When the people of one nation destroy the temples, palaces, and gods of another or confuse their genealogies and rob them of their collective memory, which happens in colonization and in most domination, they don’t, of course, ask themselves how the other people feel. In high school we were taught to admire Polyeuctus, for his destruction of the pagan temples and the great achievements of the colonial army. At the entrance to the Arab quarter of Tunis, a statue of Cardinal Lavigerie stood as a reminder of the triumph of Christianity over Islam. We were never given any idea of the anguish and silent fury that those who worshipped in the ancient temples must have felt when they witnessed the destruction of their sanctuaries and protective gods; nor was it ever suggested that the colonial subjects of our own time, who were forced every day to pass by the representative of a foreign god or a statue of the conqueror, felt the same emotions. It is not surprising, then, that the first thing the citizens of a newly liberated nation do is to destroy the symbols of their subjection and reestablish their own objects provided.
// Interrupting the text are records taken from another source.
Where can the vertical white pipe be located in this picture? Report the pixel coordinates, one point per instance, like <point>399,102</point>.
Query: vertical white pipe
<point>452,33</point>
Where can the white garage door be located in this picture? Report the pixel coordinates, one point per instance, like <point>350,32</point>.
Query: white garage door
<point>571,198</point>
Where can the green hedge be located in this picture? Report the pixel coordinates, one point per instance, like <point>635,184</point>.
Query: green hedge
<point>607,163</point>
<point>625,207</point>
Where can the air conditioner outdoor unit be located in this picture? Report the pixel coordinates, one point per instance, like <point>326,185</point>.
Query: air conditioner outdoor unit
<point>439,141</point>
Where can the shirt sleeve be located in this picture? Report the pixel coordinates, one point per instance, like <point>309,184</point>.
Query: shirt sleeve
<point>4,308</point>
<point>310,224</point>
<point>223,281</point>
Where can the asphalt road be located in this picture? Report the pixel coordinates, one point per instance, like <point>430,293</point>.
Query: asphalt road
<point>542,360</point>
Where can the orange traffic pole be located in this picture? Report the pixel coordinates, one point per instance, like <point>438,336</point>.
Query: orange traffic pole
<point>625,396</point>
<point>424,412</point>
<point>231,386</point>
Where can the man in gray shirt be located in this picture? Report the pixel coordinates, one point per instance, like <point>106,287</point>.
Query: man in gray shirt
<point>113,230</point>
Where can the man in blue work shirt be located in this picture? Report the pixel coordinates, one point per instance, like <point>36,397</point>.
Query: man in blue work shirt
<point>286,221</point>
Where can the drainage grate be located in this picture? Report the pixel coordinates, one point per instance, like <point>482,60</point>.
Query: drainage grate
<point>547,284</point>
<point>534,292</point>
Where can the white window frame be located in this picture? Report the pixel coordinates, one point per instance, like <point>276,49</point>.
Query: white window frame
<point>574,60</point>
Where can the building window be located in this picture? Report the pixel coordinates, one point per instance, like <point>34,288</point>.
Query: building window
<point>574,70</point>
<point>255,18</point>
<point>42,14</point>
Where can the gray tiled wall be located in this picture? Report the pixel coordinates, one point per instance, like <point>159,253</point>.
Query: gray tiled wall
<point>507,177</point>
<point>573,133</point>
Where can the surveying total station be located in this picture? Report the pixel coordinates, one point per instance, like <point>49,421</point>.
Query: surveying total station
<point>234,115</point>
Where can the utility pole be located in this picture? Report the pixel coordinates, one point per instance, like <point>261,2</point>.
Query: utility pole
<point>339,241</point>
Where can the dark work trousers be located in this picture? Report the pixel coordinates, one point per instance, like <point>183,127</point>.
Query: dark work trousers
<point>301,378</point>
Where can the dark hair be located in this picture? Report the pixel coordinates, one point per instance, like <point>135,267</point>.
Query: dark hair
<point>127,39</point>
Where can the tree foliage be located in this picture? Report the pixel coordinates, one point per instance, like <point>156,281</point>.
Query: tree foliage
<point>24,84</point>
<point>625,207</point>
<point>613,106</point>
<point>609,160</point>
This appendix contains just a few remarks on the four key words of this book, with particular reference to dependence and to the definition I propose to give it. [ . . . ] We have to make a clear distinction between domination as an activity and domination as something endured. I suggest that the word domination be used exclusively to refer to what emanates from those who dominate with respect to those who are dominated and never to refer to what those who are dominated endure. Domination is the totality of the constraints imposed by those who dominate on those who are dominated. [ . . . ]
With respect to subjection[,] I suggest that this term be applied exclusively to what is experienced by those who are dominated. [ . . . ] Subjection is the totality of the ways, both active and passive, in which those who are dominated can respond to the aggressive behavior of those who are dominating them.
If we now compare the two diptychs formed by dominance and subjection on the one hand and by dependence and providing on the other, it becomes clear that the equation involving dependents and their providers is not superimposable on the equation involving those who dominate and those who are dominated, even if this or that form of behavior closely approximates another. Providing is responding to the expectations of a dependent.
What is a dependent being and why this word dependence? [ . . . ]
Dependence [. . . . is ] a subtle form of subjection without a master [ . . . ]
Attachment does not account for one of the important characteristics of dependence: ambiguity. [ . . . ] Dependence, despite all its advantages, is confusion and anxiety, and it is almost always simultaneously sought after and condemned. [ . . . ]
What is a conflict but an involvement in contradictory dependencies? [ . . . ]
Dependence is a relationship with a real or ideal being, object, group, or institution that involves more or less accepted compulsion and that is connected with the satisfaction of a need.